The meeting, chaired by PM Manmohan Singh, skirted the ordinance route for anti-corruption bills, reportedly due to president Pranab Mukherjee’s reluctance to sign the ordinance at the fag end of the UPA government. For the past few days, the UPA government had kept its officials on their toes, asking them to clear a record number of backlog laws for the approval of the last cabinet meet. Sources said since the government failed to table these laws in the Parliament session, it had chosen to take the ordinance route.

The law ministry had kept the drafts of nine ordinances ready and were drafting a few more for the approval of the cabinet.   
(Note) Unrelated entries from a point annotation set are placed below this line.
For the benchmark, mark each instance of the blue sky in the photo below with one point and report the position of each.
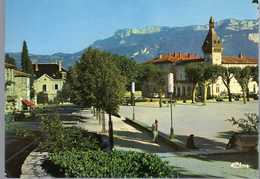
(51, 26)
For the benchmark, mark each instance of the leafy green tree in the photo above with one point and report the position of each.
(209, 76)
(10, 60)
(194, 75)
(243, 76)
(26, 62)
(254, 73)
(227, 74)
(152, 80)
(97, 81)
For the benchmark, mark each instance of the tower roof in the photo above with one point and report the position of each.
(212, 42)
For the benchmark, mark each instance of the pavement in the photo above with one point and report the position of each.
(128, 138)
(207, 123)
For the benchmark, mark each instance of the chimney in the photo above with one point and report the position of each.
(36, 67)
(60, 66)
(240, 55)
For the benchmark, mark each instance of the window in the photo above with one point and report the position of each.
(44, 88)
(217, 89)
(183, 91)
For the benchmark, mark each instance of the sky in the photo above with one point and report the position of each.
(68, 26)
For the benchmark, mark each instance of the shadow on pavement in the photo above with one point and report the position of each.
(225, 134)
(203, 143)
(183, 173)
(140, 141)
(250, 158)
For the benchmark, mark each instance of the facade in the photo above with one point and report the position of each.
(22, 88)
(10, 97)
(213, 54)
(49, 79)
(17, 88)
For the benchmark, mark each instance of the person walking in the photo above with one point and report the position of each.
(155, 131)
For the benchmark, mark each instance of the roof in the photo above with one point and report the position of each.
(212, 41)
(18, 73)
(9, 65)
(176, 58)
(51, 69)
(238, 60)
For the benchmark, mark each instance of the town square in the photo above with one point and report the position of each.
(148, 93)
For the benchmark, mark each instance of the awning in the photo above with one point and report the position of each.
(28, 103)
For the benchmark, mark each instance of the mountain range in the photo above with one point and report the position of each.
(148, 42)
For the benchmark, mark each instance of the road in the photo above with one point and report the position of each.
(205, 122)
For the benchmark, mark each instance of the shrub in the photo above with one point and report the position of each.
(115, 164)
(58, 138)
(248, 125)
(219, 99)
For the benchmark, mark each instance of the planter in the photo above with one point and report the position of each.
(246, 142)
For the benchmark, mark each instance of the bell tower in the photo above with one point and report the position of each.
(212, 46)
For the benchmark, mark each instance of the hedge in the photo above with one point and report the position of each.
(91, 163)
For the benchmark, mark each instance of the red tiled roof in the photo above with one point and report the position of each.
(28, 103)
(9, 65)
(238, 60)
(21, 74)
(51, 69)
(176, 58)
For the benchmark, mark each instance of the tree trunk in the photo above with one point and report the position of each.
(247, 93)
(229, 94)
(194, 93)
(94, 111)
(110, 132)
(244, 95)
(205, 93)
(160, 98)
(103, 130)
(97, 114)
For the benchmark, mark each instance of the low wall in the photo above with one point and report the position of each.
(176, 144)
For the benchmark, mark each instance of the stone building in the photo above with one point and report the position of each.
(17, 88)
(213, 54)
(22, 89)
(49, 79)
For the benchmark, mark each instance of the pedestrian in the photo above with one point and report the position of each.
(190, 142)
(155, 131)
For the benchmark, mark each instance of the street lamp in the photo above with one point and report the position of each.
(133, 98)
(170, 90)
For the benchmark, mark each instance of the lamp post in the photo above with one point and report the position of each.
(170, 90)
(133, 98)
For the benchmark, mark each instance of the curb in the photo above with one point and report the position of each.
(176, 144)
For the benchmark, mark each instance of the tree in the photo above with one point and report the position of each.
(152, 80)
(243, 76)
(194, 75)
(254, 73)
(10, 60)
(26, 63)
(227, 74)
(209, 76)
(96, 81)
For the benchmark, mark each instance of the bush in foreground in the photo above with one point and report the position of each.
(91, 163)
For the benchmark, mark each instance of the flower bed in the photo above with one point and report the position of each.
(90, 163)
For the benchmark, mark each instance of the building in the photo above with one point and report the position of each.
(17, 88)
(49, 79)
(22, 89)
(9, 88)
(213, 54)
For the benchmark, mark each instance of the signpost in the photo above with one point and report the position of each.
(170, 90)
(133, 98)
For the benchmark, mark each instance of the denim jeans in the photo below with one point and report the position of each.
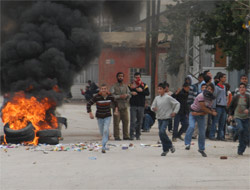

The amendment in the SC/ST (Prevention of Atrocities) Act, 1989, had been stalled since it was introduced in the Lok Sabha last December. The social justice and empowerment ministry had been drafting the bill since 2011, but it received cabinet clearance only last November.

Women and child development minister Krishna Tirath wanted an ordinance to lower the age limit for juveniles from 18 to 16 in some cases. The draft bill has been in the making for almost three years. The ministry has been focusing on reducing the age limit since the December 16, 2012, gang rape of a medical student in Delhi in which one of the accused was 17 years old.

The law ministry had also redrafted three ordinances that have lapsed: one that gives greater powers to capital market regulator Sebi, one dealing with the medical education regulator and the third relating to reserved constituencies for Dalit and tribal candidates.